Pricing

Pay per usage

Broken Link Finder

Maintain your website's health with the Broken Link Finder. Scanning massive sites can be time-consuming, so this actor is designed to efficiently check small parts at a time. Quickly identify and fix dead links without the long wait. Perfect for incremental maintenance!

Pricing

Pay per usage

Rating

0.0

(0)

Developer

Shahid Irfan

Actor stats

Bookmarked

Total users

Monthly active users

a day ago

Last modified

Features

Full-site crawling — Automatically follows links across your entire website to find every broken link
Internal & external link checking — Verifies links both within your domain and to third-party websites
Configurable crawl depth — Control how many levels deep the crawler explores (1–50 levels)
Parallel processing — Scan up to 50 pages simultaneously for fast results
Subdomain support — Optionally crawl subdomains as part of the same audit
Severity classification — Each broken link is rated as high, medium, or low severity
Email notifications — Receive the broken links report directly in your inbox when the run completes
Flexible output — Save only broken links or all crawled links for further analysis
Proxy support — Built-in proxy configuration to avoid rate limiting on larger sites

Use Cases

SEO Health Audits

Broken links are a known SEO negative signal. Regularly scan your website to identify all 404s, server errors, and dead links before search engines penalize your rankings. Keep your site healthy and fully indexed.

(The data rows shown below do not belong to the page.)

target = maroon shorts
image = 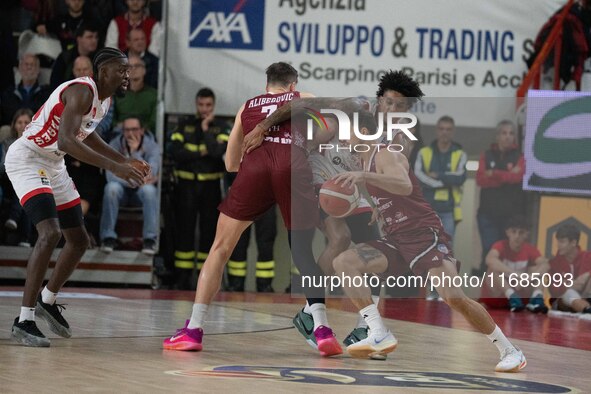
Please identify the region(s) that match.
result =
[367,227,460,276]
[218,142,318,230]
[479,286,531,309]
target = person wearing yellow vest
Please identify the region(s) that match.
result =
[414,116,467,239]
[168,88,230,290]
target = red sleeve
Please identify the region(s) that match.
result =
[549,256,570,297]
[476,152,501,188]
[493,155,525,184]
[490,240,505,255]
[526,244,542,264]
[575,252,591,279]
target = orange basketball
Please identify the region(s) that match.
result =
[319,180,360,218]
[131,161,150,176]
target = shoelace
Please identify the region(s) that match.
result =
[24,320,44,337]
[501,347,517,360]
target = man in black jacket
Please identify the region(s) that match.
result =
[169,88,229,289]
[0,53,51,124]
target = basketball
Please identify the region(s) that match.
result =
[319,179,359,218]
[131,160,151,176]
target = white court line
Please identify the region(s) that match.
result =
[0,291,120,300]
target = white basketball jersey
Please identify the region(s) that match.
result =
[22,77,111,159]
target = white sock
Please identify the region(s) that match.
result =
[355,295,380,328]
[304,302,328,330]
[18,306,35,323]
[41,286,58,305]
[505,287,515,298]
[187,304,209,329]
[359,304,388,335]
[487,326,514,354]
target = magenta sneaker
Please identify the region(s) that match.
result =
[314,326,343,357]
[162,320,203,351]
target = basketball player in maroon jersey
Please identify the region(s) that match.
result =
[163,62,342,356]
[6,48,150,347]
[334,112,526,372]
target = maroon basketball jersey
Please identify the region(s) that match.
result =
[365,146,443,235]
[240,92,300,145]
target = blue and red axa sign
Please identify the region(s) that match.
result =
[189,0,265,50]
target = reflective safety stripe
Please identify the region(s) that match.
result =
[216,134,230,142]
[185,142,199,152]
[256,260,275,270]
[255,270,275,278]
[170,133,185,142]
[174,250,195,260]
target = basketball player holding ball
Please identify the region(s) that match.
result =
[334,112,527,372]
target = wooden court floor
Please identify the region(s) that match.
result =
[0,288,591,393]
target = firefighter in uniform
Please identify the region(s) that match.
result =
[169,88,230,289]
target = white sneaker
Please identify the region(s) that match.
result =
[347,330,398,360]
[495,347,527,372]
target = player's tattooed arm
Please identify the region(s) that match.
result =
[225,105,245,172]
[355,245,384,264]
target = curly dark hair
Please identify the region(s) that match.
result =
[376,70,425,105]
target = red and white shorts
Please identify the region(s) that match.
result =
[5,138,80,211]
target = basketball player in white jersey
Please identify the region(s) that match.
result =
[6,48,150,347]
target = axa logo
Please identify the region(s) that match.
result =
[189,0,265,50]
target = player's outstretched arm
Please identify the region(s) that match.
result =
[57,84,144,186]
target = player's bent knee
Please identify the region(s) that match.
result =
[37,225,62,248]
[332,250,356,273]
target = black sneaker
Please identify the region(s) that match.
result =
[142,239,158,256]
[11,317,49,347]
[101,238,117,253]
[35,294,72,338]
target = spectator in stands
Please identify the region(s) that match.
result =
[37,0,99,51]
[550,224,591,313]
[100,117,160,255]
[126,29,158,89]
[0,53,51,124]
[481,215,549,313]
[0,108,33,247]
[475,120,525,275]
[72,56,92,78]
[51,21,98,89]
[113,56,158,134]
[105,0,162,56]
[168,88,229,289]
[414,116,467,239]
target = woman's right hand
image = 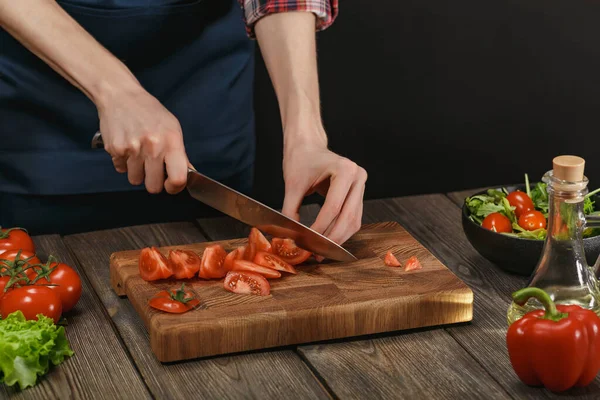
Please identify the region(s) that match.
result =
[98,86,189,194]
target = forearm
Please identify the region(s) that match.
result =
[255,12,327,151]
[0,0,139,106]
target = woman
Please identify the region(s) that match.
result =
[0,0,367,243]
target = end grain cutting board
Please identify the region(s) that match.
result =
[110,222,473,362]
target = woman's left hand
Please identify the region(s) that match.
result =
[282,139,367,244]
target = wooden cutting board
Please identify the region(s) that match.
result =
[110,222,473,362]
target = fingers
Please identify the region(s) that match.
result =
[311,158,358,233]
[165,148,189,194]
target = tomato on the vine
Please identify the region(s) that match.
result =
[481,212,512,233]
[506,190,535,218]
[0,228,35,254]
[519,210,546,231]
[0,285,62,323]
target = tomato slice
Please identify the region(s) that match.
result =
[223,271,271,296]
[223,246,246,271]
[248,228,272,253]
[383,251,402,267]
[232,260,281,278]
[404,256,423,271]
[254,251,297,274]
[169,249,202,279]
[272,238,311,265]
[139,246,173,281]
[198,244,227,279]
[148,284,200,314]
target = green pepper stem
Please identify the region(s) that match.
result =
[512,287,569,321]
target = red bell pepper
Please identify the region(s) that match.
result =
[506,287,600,392]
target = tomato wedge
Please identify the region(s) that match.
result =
[223,271,271,296]
[148,284,200,314]
[248,228,272,253]
[272,238,311,265]
[169,249,202,279]
[223,246,246,271]
[254,251,297,274]
[232,260,281,278]
[404,256,423,271]
[383,251,402,267]
[198,244,227,279]
[139,246,173,281]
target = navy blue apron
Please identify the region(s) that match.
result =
[0,0,255,233]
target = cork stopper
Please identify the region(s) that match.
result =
[552,156,585,182]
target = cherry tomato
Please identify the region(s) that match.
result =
[169,250,201,279]
[198,244,227,279]
[248,228,271,253]
[0,285,62,323]
[254,251,297,274]
[481,213,512,233]
[0,228,35,254]
[506,190,535,218]
[231,260,281,278]
[271,238,311,265]
[383,251,402,267]
[404,256,423,271]
[223,246,246,271]
[0,249,42,279]
[148,285,200,314]
[519,210,546,231]
[223,271,271,296]
[36,262,81,313]
[139,247,173,281]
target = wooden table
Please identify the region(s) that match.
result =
[0,191,600,399]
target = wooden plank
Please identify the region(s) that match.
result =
[298,201,510,399]
[110,222,473,362]
[367,195,600,399]
[0,235,151,399]
[65,223,329,399]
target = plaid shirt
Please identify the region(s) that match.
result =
[238,0,339,38]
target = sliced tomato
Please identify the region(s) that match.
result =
[272,238,311,265]
[254,251,297,274]
[232,260,281,279]
[148,284,200,314]
[169,249,201,279]
[223,246,246,271]
[383,251,402,267]
[248,228,272,253]
[198,244,227,279]
[242,243,256,261]
[223,271,271,296]
[404,256,423,271]
[139,246,173,281]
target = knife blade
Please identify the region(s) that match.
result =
[187,168,357,261]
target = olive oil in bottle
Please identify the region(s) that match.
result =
[507,156,600,325]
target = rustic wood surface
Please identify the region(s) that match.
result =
[0,189,600,399]
[65,219,329,399]
[110,222,473,362]
[0,235,151,399]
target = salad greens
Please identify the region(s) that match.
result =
[465,174,600,240]
[0,311,74,389]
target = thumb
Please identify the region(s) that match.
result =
[281,184,305,221]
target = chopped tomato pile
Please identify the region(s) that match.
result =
[139,228,312,306]
[0,228,82,323]
[383,251,423,272]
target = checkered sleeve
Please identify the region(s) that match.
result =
[238,0,339,38]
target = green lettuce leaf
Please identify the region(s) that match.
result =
[0,311,74,389]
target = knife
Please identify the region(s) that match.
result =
[187,168,357,261]
[92,132,357,261]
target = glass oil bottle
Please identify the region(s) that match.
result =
[507,156,600,325]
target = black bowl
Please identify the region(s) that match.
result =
[462,185,600,276]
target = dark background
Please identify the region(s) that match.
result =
[247,0,600,206]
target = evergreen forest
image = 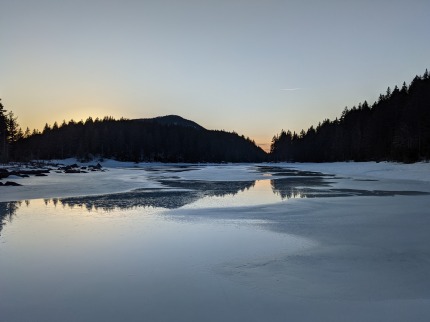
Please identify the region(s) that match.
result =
[270,70,430,163]
[0,70,430,162]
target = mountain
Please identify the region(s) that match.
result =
[136,115,205,130]
[10,115,267,162]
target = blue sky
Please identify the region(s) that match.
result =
[0,0,430,148]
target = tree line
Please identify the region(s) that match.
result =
[270,69,430,162]
[0,70,430,162]
[9,117,266,162]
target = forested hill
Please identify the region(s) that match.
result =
[270,70,430,162]
[10,115,267,162]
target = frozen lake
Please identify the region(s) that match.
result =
[0,164,430,322]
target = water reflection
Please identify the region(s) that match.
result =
[0,166,428,216]
[59,180,255,211]
[0,201,21,234]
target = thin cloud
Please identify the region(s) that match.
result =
[281,87,302,91]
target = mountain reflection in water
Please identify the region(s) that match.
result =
[0,166,429,234]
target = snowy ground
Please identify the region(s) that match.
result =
[0,160,430,322]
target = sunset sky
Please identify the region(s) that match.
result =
[0,0,430,148]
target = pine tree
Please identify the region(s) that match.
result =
[0,98,8,162]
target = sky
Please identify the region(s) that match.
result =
[0,0,430,149]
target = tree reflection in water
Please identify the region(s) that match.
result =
[59,180,255,211]
[0,201,21,234]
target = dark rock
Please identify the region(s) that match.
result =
[4,181,21,187]
[64,169,81,173]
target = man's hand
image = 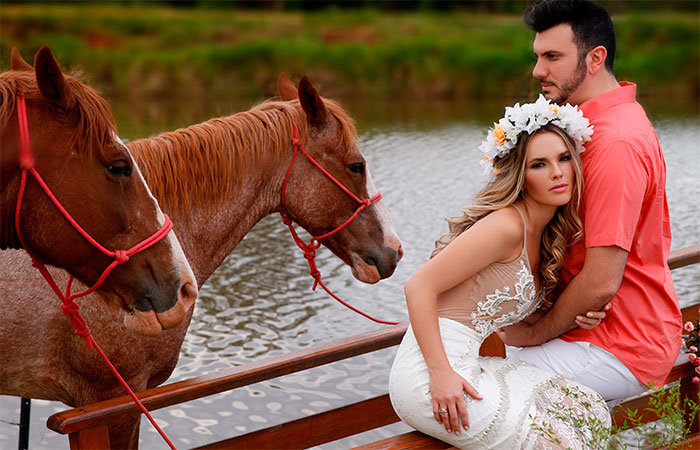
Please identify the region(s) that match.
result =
[576,303,610,330]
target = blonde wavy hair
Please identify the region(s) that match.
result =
[431,123,583,305]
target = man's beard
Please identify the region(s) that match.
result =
[550,58,587,105]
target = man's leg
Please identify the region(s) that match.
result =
[508,339,649,406]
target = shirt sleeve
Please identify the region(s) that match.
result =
[583,141,649,252]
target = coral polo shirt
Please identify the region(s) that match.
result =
[561,82,682,387]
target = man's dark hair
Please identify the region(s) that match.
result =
[523,0,616,73]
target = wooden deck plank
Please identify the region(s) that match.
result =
[197,394,400,450]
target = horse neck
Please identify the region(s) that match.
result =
[0,185,22,250]
[128,113,293,286]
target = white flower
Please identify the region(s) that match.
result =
[479,94,593,173]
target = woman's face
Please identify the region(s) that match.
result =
[524,131,575,206]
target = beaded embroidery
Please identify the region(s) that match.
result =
[471,260,539,337]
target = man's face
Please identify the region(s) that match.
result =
[532,23,587,104]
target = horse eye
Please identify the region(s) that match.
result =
[348,163,365,175]
[107,160,131,177]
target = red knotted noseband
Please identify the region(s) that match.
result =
[280,124,399,325]
[15,89,175,449]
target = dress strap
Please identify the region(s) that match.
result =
[513,203,527,255]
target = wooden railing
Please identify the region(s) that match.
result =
[47,245,700,449]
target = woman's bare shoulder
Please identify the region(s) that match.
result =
[472,206,525,259]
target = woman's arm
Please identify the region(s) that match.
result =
[404,210,523,434]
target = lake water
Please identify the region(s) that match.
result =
[0,96,700,450]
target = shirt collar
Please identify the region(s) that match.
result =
[579,81,637,120]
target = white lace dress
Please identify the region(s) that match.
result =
[389,209,610,450]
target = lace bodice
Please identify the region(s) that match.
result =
[438,205,542,338]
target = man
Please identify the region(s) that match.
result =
[499,0,681,404]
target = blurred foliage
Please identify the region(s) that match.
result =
[0,1,700,103]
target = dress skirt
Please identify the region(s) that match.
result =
[389,317,610,450]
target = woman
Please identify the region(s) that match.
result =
[389,96,610,450]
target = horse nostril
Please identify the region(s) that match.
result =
[178,282,198,310]
[362,256,379,268]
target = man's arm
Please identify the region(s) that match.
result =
[498,246,628,347]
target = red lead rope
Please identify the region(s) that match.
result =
[280,124,400,325]
[15,90,175,450]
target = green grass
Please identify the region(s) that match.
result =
[0,4,700,99]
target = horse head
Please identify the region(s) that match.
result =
[277,74,403,283]
[0,47,197,335]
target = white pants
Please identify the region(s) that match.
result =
[508,339,649,406]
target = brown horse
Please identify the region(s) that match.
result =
[0,77,402,448]
[0,47,197,335]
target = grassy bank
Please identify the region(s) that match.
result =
[0,4,700,99]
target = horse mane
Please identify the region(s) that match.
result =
[127,99,357,218]
[0,70,117,154]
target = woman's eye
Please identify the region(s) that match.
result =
[348,163,365,175]
[107,161,131,177]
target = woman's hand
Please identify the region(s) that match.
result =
[430,368,481,435]
[576,303,610,330]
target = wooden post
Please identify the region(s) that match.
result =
[68,425,110,450]
[680,377,700,434]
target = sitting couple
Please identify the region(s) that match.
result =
[389,0,681,449]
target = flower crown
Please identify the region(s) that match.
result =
[479,94,593,175]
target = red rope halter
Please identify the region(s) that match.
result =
[15,89,175,449]
[280,124,400,325]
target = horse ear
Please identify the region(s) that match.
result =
[299,75,330,127]
[10,48,34,72]
[34,46,72,109]
[277,72,298,102]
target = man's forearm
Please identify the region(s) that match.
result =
[530,271,614,345]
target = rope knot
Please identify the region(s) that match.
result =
[114,250,129,264]
[61,300,79,316]
[304,247,316,261]
[19,153,34,170]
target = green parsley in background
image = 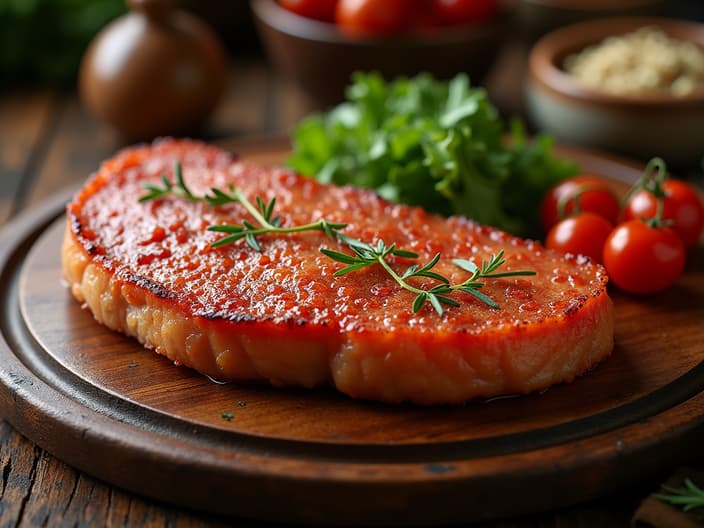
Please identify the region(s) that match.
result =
[287,73,578,236]
[0,0,127,85]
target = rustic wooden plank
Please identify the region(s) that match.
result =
[0,421,231,528]
[0,422,41,527]
[0,90,56,224]
[0,140,704,525]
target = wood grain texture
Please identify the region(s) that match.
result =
[0,140,704,525]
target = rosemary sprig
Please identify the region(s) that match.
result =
[653,479,704,512]
[139,161,347,251]
[320,233,535,316]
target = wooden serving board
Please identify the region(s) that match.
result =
[0,142,704,526]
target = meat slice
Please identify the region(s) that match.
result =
[62,140,614,404]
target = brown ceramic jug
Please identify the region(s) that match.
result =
[80,0,227,140]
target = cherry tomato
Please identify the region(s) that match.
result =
[624,180,704,247]
[540,175,621,232]
[335,0,410,35]
[545,211,613,263]
[433,0,497,26]
[279,0,337,22]
[603,220,685,293]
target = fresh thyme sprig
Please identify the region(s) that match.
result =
[139,161,347,251]
[653,479,704,512]
[320,233,535,315]
[139,161,535,316]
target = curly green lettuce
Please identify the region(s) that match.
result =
[287,73,579,236]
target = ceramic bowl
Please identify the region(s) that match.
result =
[252,0,508,107]
[526,17,704,166]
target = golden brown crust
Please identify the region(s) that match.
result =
[62,143,613,404]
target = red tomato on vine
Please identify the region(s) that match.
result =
[279,0,337,22]
[545,211,613,263]
[603,220,686,294]
[335,0,414,35]
[624,180,704,247]
[540,175,620,232]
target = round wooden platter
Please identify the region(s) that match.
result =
[0,142,704,526]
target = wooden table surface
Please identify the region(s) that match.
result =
[0,45,700,528]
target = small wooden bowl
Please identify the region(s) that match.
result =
[526,17,704,166]
[252,0,508,108]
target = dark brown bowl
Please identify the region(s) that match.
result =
[526,17,704,166]
[515,0,672,39]
[252,0,508,107]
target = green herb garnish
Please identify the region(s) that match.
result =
[320,233,535,316]
[653,479,704,512]
[287,73,578,236]
[139,162,535,316]
[139,161,347,251]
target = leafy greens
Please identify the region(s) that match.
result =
[287,73,578,236]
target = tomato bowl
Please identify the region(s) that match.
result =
[526,17,704,167]
[252,0,509,108]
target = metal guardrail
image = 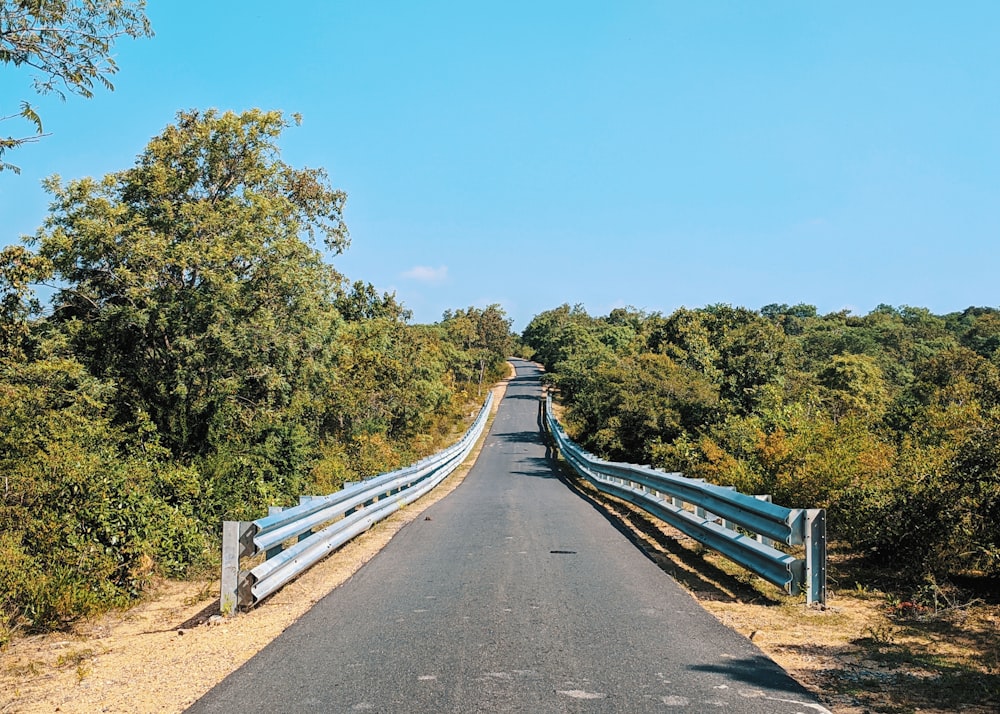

Site Migrations & Redesigns

After moving to a new domain, platform, or CMS, use this tool to verify every URL redirects correctly and no pages were left behind. Catch all missing redirects before going live.

E-commerce Store Maintenance

Dead product links, missing image links, and broken checkout paths directly cost you revenue. Detect and fix them proactively to ensure customers always reach the right destination.

Blog & Content Site Management

Old articles often reference pages that no longer exist. Use periodic crawls to surface every outdated link in your content archive and update them before readers encounter dead ends.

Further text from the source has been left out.